Good or bad, sometimes the stories are almost unbelievable. Such as…
Dorset police save words of blind author who wrote 26 pages after pen ran out. Police officers used forensic techniques to recover the words. The process took a whopping five months to complete, and all during their lunch hours.
Richlands, N.C. – The chief of the Richlands police department has lost his police certification because he failed the required annual firearms qualification. Now, the police chief can no longer carry a gun, nor is he allowed to wear a badge. And what’s a cop without a badge and gun? Normally, we call them…unemployed. City officials have urged the bad shooter to try again.
Suffolk, Va. – Thanks to a certain firefighter, motorists in and around Suffolk better start asking for ID when they’re stopped for traffic violations. Yep, one of the local fire marshal inspectors decided a woman wasn’t driving well enough to suit him, so he conducted a traffic stop using the emergency lights on his fire-department-issued Chevy Impala. He was, however, kind enough to let the woman go after giving her a stern warning for the erratic driving and for not wearing her seat belt. After all, what else could he do, he had no traffic tickets to issue, no badge, no gun, no…anything. Well, that’s not quite correct. He did have his young son riding with him at the time. Oh, I almost forgot to mention that it was also the firefighter’s day off.
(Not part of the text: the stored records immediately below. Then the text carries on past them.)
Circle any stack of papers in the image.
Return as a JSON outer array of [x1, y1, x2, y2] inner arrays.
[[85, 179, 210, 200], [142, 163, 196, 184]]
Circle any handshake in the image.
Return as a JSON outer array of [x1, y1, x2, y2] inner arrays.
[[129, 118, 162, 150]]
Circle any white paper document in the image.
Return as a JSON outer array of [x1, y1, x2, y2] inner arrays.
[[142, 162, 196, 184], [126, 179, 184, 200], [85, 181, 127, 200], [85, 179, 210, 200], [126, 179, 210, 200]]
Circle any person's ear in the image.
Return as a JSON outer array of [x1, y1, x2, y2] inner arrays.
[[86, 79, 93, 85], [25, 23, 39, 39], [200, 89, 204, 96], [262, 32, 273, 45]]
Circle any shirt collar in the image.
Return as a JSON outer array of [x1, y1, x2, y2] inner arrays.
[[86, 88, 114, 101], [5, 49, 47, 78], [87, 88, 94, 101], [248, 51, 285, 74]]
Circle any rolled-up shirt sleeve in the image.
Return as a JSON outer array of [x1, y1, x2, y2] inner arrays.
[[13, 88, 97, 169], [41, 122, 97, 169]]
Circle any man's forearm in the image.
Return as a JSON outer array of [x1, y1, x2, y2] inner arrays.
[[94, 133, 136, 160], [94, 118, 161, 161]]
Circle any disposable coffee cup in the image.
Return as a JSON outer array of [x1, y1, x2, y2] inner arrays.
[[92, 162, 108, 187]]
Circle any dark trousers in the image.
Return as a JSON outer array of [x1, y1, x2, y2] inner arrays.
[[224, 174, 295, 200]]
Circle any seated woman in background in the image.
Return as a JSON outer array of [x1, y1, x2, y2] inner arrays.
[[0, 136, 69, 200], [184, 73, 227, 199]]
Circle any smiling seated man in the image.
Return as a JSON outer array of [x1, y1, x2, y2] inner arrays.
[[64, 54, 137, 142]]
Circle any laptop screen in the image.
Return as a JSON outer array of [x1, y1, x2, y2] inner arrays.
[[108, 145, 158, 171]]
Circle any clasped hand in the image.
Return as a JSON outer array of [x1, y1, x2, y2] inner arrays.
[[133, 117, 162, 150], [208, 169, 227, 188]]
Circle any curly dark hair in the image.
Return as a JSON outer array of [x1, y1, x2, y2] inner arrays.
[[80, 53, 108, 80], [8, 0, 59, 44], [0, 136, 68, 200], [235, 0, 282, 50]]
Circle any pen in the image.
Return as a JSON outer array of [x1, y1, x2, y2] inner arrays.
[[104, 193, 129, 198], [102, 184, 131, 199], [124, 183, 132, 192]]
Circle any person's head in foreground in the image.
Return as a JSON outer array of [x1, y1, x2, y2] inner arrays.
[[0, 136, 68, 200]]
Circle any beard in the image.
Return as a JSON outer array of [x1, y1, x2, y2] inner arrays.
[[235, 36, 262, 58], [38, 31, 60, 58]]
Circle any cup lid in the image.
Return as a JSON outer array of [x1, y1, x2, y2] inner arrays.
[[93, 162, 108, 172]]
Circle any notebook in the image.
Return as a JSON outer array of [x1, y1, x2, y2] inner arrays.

Philadelphia – Police arrested a man for possession of marijuana. No big news there, right? Well…not so fast. The arresting officer, who, like all cops, was quite observant and noticed an unusually large bulge in the front of the suspect’s pants. Although flattered, I’m sure, the officer was a bit suspicious and had the man remove his pants at the police station. Seems the flattery was misplaced. The bulge turned out to be 89 bags of drugs that had been tied to the man’s_____ (you fill in the blank). An inventory of the drugs tallied 26 bags of suspected cocaine, 41 bags of suspected heroin, and 22 other assorted baggies in various colors. Now that’s a hefty package.
Portage, Wi. – Local police received a thumbs up from a 62-year-old woman. Normally, a hearty thumbs up would have been greatly appreciated, especially during these trying times for officers. However, this woman was driving drunk, heading the wrong way on a one-way highway, and each time she passed an approaching police car she offered a very energetic “thumbs up.” The intoxicated woman later told officers that she was tired of living. It was her 5th arrest for drunk diving.
Delaware, Ohio – Remember the kissing cop, the female officer whose image was captured on the police in-car during a few intimate acts with her married boss, the police chief? Well, she’s back in the headlines again, this time with her new boss, the county sheriff. The two were “coincidentally” attending training at the FBI headquarters in Quantico, Va. Reports suggest the also-married sheriff may have been spending a bit of county money to entertain Deputy Janine Senanayake (formerly Janine England). At least Deputy Senanayake is ambitious. She starts at the top. What she does after that is…well, heck, some of it is on camera (click the link to see the in-car video).
Los Angeles – Actress Amanda Bynes is a big hit with local sheriff’s deputies, especially the deputy whose car she sideswiped while driving under the influence at 3 a.m. Bynes was promptly arrested and held on a $5,000 bond.